Let’s be real: marriage is hard, even under the best of circumstances.

Add in the loss of a child, and all of a sudden you’re called on to have strength, faith, and belief in yourselves and each other that you never could have imagined. And it’s really hard.

Today, Sean & I are celebrating our 9th wedding anniversary. I’m grateful to be able to say this. There are many reasons why, but when I think about what we’ve been through together, I know that we are fortunate.

I’ll be honest – there were some dark days.

There was a point when I thought my marriage was over. Not because I wanted it to be, but because I didn’t think we were strong enough to continue on together. I understand now that we were both hurting more than the other realized, and it’s really difficult to take care of your marriage when you’re not taking care of yourself.

We lost sight of our partnership. We didn’t allow ourselves to be fully vulnerable to each other because it was easier to keep the pain inside. We talked, but not enough. We went through the motions and acted like things were more ok than they were.

Eventually we got back to being a team, but not before figuring out what we needed separately first. It’s kind of like being on an airplane when they tell you to secure your own air mask before helping others – as much as you want to help your loved ones who are with you, you can’t until you’ve put yourself in the most favorable position for success.
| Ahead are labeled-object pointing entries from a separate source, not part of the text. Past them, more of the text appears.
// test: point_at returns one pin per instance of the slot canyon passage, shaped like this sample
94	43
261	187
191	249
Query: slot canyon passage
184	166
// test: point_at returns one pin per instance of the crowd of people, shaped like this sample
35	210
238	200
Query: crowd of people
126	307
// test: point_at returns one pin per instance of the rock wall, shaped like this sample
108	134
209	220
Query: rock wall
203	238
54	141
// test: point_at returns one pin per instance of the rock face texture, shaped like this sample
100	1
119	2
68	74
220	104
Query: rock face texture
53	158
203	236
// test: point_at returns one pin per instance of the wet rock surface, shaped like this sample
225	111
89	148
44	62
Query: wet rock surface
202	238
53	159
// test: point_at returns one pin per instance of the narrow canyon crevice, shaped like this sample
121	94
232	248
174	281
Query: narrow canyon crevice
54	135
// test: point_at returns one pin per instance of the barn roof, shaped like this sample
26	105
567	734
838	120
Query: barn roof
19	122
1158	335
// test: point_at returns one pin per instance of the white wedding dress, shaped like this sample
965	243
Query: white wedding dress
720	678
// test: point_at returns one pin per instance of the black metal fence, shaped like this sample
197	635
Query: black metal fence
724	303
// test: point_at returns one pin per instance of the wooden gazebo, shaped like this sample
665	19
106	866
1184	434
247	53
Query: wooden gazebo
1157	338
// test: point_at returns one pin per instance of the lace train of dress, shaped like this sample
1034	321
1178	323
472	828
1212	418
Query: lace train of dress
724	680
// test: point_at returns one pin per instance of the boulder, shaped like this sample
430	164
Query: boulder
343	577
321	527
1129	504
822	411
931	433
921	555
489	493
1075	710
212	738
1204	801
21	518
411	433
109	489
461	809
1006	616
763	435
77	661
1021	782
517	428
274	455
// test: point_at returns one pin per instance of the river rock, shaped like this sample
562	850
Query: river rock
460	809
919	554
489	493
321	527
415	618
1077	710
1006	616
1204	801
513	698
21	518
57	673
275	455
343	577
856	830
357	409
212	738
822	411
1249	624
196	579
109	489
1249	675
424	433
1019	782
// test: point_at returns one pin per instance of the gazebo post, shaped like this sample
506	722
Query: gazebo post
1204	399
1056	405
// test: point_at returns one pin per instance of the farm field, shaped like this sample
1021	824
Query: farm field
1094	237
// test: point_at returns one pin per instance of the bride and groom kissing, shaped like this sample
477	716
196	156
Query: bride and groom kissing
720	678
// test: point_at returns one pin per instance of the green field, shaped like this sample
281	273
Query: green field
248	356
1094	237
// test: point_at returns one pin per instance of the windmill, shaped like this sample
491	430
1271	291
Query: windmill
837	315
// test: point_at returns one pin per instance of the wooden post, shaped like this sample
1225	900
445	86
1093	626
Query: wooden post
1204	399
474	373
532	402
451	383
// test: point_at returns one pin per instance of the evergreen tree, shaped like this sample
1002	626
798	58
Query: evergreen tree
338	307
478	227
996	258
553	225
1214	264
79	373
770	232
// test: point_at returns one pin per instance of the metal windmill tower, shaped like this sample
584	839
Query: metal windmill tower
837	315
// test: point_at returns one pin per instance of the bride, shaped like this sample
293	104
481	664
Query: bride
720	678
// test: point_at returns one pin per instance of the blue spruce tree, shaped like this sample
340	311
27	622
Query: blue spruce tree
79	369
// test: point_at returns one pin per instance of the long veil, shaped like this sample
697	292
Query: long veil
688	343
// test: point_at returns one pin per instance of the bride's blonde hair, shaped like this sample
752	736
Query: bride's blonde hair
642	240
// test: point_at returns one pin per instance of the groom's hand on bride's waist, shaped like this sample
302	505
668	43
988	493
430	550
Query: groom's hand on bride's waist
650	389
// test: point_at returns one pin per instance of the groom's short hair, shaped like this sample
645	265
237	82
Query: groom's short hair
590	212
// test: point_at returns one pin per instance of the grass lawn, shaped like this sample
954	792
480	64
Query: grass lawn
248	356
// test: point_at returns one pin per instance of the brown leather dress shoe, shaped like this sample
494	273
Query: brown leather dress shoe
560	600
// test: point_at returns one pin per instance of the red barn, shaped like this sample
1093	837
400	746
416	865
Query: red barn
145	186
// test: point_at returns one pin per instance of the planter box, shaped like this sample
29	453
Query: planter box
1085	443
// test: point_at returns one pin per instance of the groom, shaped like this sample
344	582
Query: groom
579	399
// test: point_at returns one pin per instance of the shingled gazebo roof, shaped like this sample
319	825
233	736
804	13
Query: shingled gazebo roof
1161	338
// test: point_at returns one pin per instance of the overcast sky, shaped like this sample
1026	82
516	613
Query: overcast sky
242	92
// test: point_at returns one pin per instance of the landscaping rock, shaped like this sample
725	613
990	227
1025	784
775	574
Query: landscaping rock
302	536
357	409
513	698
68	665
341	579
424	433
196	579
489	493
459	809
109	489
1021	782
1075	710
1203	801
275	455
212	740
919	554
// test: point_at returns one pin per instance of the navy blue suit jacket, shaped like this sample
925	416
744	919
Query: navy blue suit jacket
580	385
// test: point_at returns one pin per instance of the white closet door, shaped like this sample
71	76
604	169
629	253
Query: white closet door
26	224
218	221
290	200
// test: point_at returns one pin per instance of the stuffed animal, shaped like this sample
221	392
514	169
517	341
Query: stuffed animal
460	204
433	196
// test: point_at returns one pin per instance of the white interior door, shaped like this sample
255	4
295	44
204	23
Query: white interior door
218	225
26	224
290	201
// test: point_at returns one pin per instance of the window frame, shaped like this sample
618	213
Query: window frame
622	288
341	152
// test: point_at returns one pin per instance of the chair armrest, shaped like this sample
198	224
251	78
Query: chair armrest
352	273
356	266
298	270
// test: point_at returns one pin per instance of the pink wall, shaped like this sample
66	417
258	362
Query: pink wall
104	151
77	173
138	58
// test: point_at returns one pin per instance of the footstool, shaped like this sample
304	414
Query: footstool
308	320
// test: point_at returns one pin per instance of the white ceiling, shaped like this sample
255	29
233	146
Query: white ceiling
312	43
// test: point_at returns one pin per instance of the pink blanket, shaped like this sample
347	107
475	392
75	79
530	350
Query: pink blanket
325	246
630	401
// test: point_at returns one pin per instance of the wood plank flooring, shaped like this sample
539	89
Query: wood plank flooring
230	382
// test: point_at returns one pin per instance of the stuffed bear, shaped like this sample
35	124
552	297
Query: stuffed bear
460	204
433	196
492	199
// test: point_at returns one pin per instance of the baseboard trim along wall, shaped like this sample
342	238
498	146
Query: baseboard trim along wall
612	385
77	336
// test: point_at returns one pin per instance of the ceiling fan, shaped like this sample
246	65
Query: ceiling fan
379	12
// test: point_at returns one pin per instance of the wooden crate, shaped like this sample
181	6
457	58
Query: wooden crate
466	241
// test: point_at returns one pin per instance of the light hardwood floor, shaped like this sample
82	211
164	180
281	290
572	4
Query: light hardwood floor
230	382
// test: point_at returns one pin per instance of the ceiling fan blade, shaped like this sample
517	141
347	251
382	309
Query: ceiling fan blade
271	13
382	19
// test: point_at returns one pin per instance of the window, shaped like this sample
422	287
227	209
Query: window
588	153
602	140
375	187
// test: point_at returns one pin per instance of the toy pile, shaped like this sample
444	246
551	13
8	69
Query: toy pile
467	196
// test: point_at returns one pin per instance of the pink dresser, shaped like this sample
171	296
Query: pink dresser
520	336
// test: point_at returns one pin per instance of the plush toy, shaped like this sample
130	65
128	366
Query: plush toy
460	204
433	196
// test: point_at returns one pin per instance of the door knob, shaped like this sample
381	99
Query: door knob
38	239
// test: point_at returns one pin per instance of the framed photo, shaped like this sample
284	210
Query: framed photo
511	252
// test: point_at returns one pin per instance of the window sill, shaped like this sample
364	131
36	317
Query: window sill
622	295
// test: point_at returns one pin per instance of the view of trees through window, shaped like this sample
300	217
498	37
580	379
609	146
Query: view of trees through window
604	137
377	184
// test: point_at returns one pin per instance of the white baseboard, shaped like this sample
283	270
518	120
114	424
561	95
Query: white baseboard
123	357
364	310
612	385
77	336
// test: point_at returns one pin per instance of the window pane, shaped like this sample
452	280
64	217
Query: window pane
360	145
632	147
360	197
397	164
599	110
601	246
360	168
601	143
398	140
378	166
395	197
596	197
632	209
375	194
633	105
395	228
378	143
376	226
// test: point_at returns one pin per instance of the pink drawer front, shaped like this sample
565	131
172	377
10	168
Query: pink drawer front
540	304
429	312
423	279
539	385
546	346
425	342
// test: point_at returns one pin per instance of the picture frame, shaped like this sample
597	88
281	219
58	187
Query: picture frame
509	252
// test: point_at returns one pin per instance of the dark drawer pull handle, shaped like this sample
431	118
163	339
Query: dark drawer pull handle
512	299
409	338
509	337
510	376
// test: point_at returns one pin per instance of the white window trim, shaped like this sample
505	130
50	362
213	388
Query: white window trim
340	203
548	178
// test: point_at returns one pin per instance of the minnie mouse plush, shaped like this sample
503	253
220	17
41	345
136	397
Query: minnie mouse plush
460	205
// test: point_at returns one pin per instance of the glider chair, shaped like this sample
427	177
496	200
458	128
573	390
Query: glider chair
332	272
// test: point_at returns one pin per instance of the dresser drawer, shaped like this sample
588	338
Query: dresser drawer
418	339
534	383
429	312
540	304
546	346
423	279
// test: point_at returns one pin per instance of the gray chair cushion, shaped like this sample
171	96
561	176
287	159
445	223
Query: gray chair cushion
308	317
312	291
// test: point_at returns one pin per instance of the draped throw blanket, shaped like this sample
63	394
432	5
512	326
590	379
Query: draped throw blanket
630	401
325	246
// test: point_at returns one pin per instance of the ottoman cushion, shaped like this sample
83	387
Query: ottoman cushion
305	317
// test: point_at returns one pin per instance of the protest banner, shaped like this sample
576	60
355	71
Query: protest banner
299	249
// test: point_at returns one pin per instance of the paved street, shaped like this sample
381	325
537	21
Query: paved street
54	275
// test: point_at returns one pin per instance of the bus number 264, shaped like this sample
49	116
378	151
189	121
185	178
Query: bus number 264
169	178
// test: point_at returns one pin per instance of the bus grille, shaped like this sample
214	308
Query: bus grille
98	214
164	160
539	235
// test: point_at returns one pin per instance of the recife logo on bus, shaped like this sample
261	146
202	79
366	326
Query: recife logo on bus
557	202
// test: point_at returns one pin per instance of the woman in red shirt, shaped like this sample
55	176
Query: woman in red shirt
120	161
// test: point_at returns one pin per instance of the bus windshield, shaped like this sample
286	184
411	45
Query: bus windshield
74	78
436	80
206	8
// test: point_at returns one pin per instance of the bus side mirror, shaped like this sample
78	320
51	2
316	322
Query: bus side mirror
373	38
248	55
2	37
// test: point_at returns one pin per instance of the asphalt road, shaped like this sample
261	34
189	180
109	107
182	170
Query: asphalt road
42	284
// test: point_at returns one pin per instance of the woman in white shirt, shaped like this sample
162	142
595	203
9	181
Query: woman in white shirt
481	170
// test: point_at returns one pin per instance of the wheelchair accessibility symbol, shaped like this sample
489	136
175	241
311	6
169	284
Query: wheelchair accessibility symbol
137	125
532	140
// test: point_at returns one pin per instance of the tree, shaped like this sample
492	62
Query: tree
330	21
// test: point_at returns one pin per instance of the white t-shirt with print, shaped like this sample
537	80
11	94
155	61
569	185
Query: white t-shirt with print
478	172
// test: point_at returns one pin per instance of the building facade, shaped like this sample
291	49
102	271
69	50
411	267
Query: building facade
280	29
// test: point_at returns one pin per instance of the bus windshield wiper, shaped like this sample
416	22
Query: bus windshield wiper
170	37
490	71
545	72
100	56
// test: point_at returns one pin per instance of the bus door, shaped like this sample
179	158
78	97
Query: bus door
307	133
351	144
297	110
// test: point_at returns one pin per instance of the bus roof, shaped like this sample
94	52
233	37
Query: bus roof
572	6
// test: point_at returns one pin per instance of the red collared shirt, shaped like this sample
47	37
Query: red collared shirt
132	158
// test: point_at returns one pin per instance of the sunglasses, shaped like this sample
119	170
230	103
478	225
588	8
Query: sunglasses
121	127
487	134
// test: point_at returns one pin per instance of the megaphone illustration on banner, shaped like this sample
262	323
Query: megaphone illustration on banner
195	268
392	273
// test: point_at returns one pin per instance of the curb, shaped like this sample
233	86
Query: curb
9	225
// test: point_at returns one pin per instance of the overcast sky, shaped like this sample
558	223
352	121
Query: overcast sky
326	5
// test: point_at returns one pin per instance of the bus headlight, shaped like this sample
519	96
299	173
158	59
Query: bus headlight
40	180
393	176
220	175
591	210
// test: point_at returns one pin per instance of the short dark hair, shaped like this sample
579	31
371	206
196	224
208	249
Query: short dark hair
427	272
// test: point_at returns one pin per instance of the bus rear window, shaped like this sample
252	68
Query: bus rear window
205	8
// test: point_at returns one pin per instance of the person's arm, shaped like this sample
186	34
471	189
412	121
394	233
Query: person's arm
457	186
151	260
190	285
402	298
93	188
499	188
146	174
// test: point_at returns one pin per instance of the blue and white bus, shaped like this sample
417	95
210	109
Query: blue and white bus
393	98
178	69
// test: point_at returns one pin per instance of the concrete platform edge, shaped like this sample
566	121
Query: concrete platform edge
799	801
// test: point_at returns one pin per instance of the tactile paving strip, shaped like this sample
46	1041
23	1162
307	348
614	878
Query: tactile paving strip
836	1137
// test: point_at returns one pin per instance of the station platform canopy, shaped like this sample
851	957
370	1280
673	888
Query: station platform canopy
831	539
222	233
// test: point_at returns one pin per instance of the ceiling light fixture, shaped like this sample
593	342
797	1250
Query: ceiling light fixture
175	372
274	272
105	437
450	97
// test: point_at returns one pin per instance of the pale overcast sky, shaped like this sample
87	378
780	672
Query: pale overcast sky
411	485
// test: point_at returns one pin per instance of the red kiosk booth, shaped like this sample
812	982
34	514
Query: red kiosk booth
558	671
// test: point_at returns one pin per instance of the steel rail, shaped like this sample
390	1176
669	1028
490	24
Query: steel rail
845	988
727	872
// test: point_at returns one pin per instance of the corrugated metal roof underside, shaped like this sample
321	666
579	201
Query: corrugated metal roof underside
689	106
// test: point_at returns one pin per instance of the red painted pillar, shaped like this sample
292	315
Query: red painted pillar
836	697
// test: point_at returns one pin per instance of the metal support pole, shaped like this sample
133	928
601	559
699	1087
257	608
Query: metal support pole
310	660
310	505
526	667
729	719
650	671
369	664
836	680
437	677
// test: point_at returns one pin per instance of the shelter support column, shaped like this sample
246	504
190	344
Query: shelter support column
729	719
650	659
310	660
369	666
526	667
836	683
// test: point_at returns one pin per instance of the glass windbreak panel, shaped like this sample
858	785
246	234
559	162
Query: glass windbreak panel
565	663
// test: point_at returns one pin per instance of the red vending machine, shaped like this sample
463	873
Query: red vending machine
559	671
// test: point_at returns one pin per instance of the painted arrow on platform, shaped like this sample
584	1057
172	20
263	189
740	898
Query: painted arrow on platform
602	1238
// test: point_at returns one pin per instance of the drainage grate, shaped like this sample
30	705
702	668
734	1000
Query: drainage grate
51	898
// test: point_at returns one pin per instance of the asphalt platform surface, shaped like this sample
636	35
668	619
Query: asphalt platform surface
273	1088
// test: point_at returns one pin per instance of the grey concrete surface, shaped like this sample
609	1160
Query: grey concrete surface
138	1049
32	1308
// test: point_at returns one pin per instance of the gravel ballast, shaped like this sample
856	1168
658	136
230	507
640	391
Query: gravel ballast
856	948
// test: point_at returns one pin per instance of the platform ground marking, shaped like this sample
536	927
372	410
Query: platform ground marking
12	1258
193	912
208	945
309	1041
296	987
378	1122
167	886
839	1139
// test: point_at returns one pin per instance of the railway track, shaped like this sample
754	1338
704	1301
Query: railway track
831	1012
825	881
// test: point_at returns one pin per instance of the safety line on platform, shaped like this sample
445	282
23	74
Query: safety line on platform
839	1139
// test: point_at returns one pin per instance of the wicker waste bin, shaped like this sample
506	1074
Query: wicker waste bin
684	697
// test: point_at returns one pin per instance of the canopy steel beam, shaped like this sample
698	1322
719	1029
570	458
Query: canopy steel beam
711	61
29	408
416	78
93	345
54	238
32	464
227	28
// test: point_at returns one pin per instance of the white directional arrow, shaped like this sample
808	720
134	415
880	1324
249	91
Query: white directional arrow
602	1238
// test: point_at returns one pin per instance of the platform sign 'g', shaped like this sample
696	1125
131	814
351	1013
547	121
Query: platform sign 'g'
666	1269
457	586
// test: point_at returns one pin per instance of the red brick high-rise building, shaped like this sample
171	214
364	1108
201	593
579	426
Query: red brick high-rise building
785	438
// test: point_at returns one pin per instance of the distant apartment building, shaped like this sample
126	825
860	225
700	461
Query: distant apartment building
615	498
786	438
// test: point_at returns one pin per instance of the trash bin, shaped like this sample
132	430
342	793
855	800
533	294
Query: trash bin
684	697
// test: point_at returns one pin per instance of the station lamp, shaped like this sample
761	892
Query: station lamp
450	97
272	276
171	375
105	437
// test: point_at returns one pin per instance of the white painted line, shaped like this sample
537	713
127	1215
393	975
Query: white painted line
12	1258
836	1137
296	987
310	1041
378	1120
We had to make ourselves a priority in order to help our marriage – and we did.

I find, even now, that grieving as a couple is so much harder than grieving individually. You’re forced to confront those moments that make you uncomfortable, that bring up emotions and open old wounds.

Earlier this week, we participated in the wave of light just as we have done every October 15 for 6 years now. We lit our candle, shared the photo, let the world know that we were remembering our 3 children. I told my husband that while I love this event, I also hate how heavy it is. We didn’t talk about it – I didn’t want to cry, I didn’t want to pull up sadness and memories. But I realize now that I don’t know if he wanted to talk about it – because I didn’t ask.

Our losses will always be a part of us and will always, to some degree, define our relationship. There will always be “what ifs” and “should haves” and moments where we have to face this aspect of who we are, both as individuals and as a couple.

I know I am lucky – I got my happy ending.  Fighting through was tough and I have no doubt there will be trying times in our future as well, but I will never, ever forget that we are in this together.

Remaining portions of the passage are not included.